Seyfi Bajá se puso serio. Luego se volvió a Cevdet Bey y le preguntó:
—¿Dónde vive usted?
—Viviremos en Nişantaşı —contestó.
—No, ¿dónde vive ahora? —gruñó el bajá.
—En Vefa.
Cevdet Bey se alegró al ver que no se enfadaba, como había esperado. «¡Nigân y yo viviremos en esa casa de Nişantaşı!», pensó. Le apetecía tomarse el té cuanto antes y marcharse de inmediato de aquella mansión.
Mientras tomaban el té, Seyfi Bajá empezó a contar los rumores sobre el asunto de la bomba. Su Majestad había amonestado al ministro de la Gobernación y a la comisión investigadora porque los inspectores no estaban trabajando con todo cuidado y ese día el gran visir Ferit Bajá había dicho que habían encontrado una pista que llevaba a alguien próximo a Seyfi Bajá. Lo habían descubierto por el número de registro del coche en el que habían colocado la bomba. Luego empezó a contar quién se había portado como un valiente y quién como un cobarde durante el suceso. Ambos bajás se pusieron muy contentos criticando encantados a los cobardes.
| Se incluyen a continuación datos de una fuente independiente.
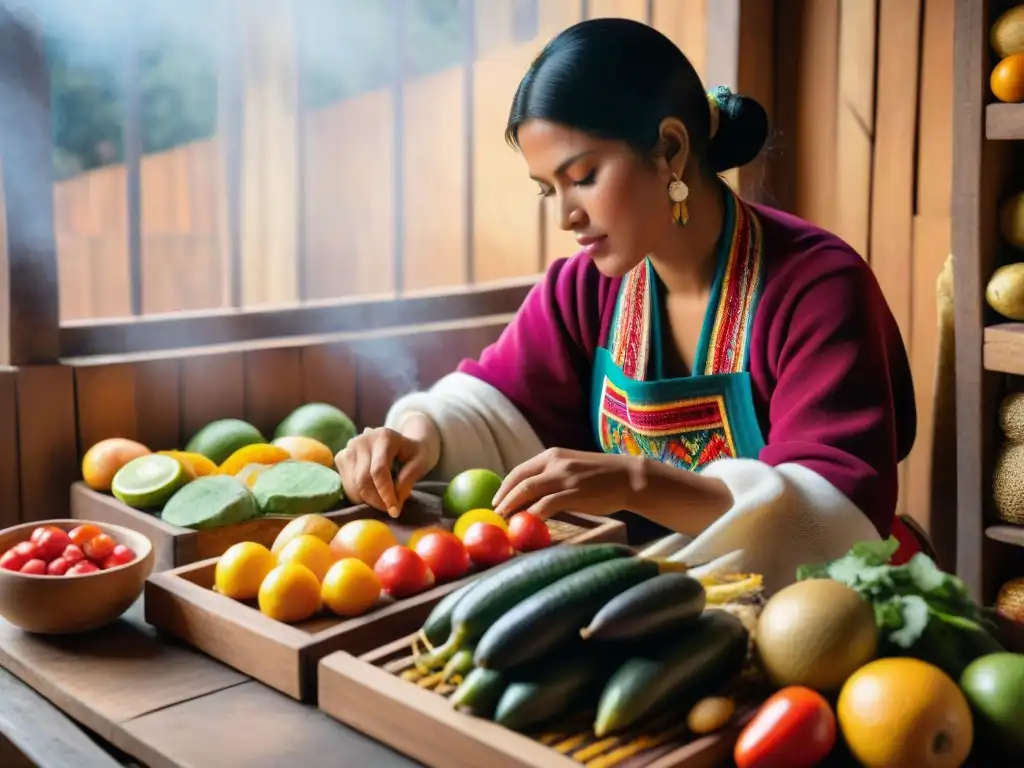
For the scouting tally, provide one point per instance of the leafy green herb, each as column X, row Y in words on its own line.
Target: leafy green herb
column 919, row 608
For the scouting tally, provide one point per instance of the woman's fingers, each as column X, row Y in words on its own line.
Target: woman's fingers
column 528, row 468
column 526, row 494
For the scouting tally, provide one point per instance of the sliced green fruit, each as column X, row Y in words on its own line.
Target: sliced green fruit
column 148, row 481
column 211, row 502
column 292, row 488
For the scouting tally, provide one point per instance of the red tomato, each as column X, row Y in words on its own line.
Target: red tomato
column 35, row 566
column 486, row 544
column 443, row 554
column 121, row 555
column 81, row 568
column 795, row 728
column 58, row 566
column 51, row 544
column 84, row 532
column 402, row 572
column 99, row 548
column 12, row 559
column 38, row 532
column 527, row 531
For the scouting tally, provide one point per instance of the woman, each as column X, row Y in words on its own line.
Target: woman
column 722, row 370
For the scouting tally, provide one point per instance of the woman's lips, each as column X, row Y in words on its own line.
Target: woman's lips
column 592, row 245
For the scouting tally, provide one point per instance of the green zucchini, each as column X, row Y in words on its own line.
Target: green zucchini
column 697, row 664
column 479, row 691
column 658, row 605
column 556, row 687
column 460, row 664
column 438, row 625
column 498, row 593
column 554, row 615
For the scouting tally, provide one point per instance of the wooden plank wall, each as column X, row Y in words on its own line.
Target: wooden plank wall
column 864, row 116
column 50, row 415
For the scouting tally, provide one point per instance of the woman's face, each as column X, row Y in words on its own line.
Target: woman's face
column 616, row 206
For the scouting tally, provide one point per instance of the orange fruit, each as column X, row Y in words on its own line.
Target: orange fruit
column 197, row 463
column 1007, row 80
column 478, row 515
column 904, row 713
column 306, row 450
column 316, row 525
column 241, row 570
column 103, row 460
column 365, row 540
column 417, row 535
column 310, row 551
column 350, row 588
column 259, row 453
column 290, row 593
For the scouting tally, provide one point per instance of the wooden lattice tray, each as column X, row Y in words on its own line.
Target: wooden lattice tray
column 382, row 694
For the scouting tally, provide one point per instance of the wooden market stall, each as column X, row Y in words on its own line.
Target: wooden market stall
column 351, row 252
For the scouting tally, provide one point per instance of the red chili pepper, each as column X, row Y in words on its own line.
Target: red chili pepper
column 795, row 728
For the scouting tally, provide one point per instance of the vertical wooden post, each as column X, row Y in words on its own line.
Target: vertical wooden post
column 270, row 155
column 29, row 307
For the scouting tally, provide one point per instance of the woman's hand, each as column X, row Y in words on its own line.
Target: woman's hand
column 560, row 480
column 365, row 465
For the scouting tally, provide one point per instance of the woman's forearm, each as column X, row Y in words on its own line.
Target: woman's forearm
column 679, row 500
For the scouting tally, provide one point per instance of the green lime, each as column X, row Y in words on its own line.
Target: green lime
column 148, row 481
column 220, row 438
column 993, row 685
column 471, row 489
column 322, row 422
De repente, la conversación pasó a Fehim Bajá, que estaba en muy mala situación, y a su amante, Margaret. Şükrü Bajá llamó al criado queriendo coronar con coñac semejante placer. El criado lo trajo en copas de boca estrecha y vientre ancho. Los bajás comenzaron a hablar de la valentía de Abdülhamit, de la suerte del Şeyhülislam Cemalettin Efendi y de la mala suerte de las veintiséis personas que habían muerto en la explosión. Se divirtieron contando quién y cuánto se había asustado. De repente, Seyfi Bajá empezó a narrar un suceso que le había ocurrido mientras era embajador en Londres.
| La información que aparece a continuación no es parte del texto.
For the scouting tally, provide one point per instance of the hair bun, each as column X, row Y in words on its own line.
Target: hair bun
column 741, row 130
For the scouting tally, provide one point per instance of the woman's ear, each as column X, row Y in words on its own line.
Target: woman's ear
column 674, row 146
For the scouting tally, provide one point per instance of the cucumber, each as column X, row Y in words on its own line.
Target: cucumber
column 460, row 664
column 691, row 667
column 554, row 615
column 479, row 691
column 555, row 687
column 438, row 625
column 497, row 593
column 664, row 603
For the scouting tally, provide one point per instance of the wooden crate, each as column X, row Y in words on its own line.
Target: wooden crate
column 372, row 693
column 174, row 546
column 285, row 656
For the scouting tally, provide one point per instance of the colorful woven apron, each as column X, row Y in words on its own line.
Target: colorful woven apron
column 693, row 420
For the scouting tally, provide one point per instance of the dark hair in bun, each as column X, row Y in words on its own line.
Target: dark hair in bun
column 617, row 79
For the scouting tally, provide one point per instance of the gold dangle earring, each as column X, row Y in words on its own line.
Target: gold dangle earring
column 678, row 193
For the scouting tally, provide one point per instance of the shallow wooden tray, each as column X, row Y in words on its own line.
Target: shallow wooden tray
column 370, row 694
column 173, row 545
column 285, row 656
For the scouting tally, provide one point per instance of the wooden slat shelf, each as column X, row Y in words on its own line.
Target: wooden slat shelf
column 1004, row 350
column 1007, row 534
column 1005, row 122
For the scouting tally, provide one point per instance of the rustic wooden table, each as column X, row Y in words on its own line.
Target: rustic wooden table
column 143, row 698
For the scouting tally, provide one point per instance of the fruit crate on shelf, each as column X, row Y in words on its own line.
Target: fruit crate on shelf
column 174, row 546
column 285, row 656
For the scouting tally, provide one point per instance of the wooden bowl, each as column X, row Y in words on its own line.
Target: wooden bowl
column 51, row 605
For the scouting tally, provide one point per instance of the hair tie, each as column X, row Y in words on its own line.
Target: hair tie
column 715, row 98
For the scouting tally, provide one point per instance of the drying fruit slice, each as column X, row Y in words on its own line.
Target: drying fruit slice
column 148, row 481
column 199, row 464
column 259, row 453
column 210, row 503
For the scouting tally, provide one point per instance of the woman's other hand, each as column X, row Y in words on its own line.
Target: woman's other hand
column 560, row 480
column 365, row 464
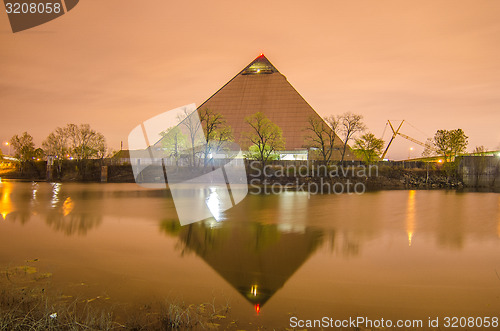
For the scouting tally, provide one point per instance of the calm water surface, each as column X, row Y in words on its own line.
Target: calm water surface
column 390, row 254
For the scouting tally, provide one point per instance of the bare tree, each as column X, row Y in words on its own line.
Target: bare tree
column 191, row 122
column 449, row 143
column 322, row 134
column 368, row 147
column 265, row 136
column 217, row 131
column 84, row 142
column 56, row 144
column 350, row 124
column 24, row 148
column 174, row 142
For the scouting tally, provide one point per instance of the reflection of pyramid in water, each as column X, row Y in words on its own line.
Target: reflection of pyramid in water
column 256, row 259
column 260, row 87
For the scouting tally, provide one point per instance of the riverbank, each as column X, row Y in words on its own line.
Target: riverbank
column 381, row 176
column 290, row 174
column 28, row 301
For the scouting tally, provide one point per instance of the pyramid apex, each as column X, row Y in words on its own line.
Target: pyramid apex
column 260, row 65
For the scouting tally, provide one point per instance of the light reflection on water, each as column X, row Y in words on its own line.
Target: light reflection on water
column 394, row 253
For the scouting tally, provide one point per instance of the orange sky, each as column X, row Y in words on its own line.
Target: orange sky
column 115, row 63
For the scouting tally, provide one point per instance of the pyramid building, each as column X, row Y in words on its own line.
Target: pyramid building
column 260, row 87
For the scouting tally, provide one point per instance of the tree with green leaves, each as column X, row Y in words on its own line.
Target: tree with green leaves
column 450, row 143
column 217, row 132
column 350, row 124
column 24, row 149
column 85, row 142
column 368, row 147
column 174, row 142
column 321, row 135
column 265, row 135
column 56, row 144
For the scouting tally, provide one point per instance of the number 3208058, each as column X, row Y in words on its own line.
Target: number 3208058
column 33, row 8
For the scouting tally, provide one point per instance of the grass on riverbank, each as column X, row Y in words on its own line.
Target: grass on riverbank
column 30, row 309
column 26, row 304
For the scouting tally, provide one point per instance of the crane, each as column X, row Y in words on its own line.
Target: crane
column 396, row 132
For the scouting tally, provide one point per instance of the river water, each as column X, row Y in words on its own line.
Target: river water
column 388, row 254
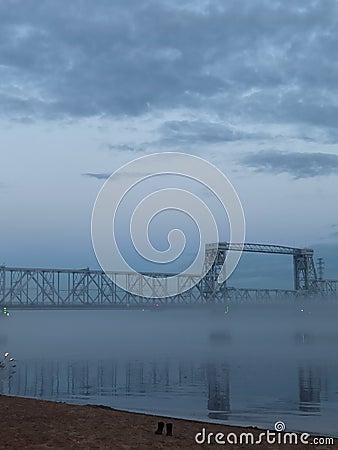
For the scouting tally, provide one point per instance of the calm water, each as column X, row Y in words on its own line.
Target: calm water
column 251, row 366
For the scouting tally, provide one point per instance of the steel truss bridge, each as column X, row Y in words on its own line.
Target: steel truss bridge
column 39, row 288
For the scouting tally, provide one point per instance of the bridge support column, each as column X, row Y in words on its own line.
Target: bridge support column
column 211, row 288
column 305, row 277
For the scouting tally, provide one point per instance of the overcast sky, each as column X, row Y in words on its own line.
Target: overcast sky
column 250, row 85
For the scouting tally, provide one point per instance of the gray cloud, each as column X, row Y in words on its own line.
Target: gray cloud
column 196, row 131
column 98, row 176
column 260, row 61
column 297, row 164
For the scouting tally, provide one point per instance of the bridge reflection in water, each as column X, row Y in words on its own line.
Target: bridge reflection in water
column 107, row 382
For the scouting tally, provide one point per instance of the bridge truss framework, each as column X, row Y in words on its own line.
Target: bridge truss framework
column 62, row 288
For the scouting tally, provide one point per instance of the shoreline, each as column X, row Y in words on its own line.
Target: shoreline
column 33, row 424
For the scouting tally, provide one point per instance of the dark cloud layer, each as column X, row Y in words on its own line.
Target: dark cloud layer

—Un día llegó a la embajada el siguiente cifrado con la firma del secretario general Tahsin: «Cómprese y envíese de inmediato un loro con la cabeza y las plumas completamente blancas y capacidad de hablar». En cuanto recibí la petición cifrada eché a correr como alma que lleva el diablo. Llamé por teléfono al instante al director del jardín zoológico de Londres. Me enteré de que el nombre del bicho era otro… Le dije al segundo secretario: «Escriba la siguiente respuesta: “No existen loros con plumaje blanco y cabeza con moño blanco y capacidad de hablar. El animal descrito no es un loro, sino una cacatúa”». El segundo secretario me dijo: «Puede que no sepan diferenciarlos. ¡Compremos una cacatúa!». No pude contener mi enfado. Así que le dije: «Si no saben diferenciarlos, ¡que aprendan! Y usted cifre el telegrama que le he dictado».
De repente Cevdet Bey se puso en pie:
—¡Tengo que irme, bajá!
—Espera, espera, escucha esta historia —dijo Şükrü Bajá. Luego vio la cara larga de Cevdet Bey y perdió el buen humor. Se puso en pie—. Vuelve cuando quieras, vuelve cuando quieras, me gustaría verte más antes de la boda.
«¡Nigân!», pensó Cevdet Bey. Estrechó la mano de Seyfi Bajá y la soltó a toda prisa. Salió de la habitación. Iba a besarle la mano a Şükrü Bajá, que le seguía. Oyó el tictac del reloj. Dio un traspié. No le besó la mano. Solo le sonrió. Bajó las escaleras. El lacayo le abrió la puerta. Cevdet Bey respiró notando el cielo amplio y limpio y el sol brillante del exterior. Soplaba una brisa suave y fresca.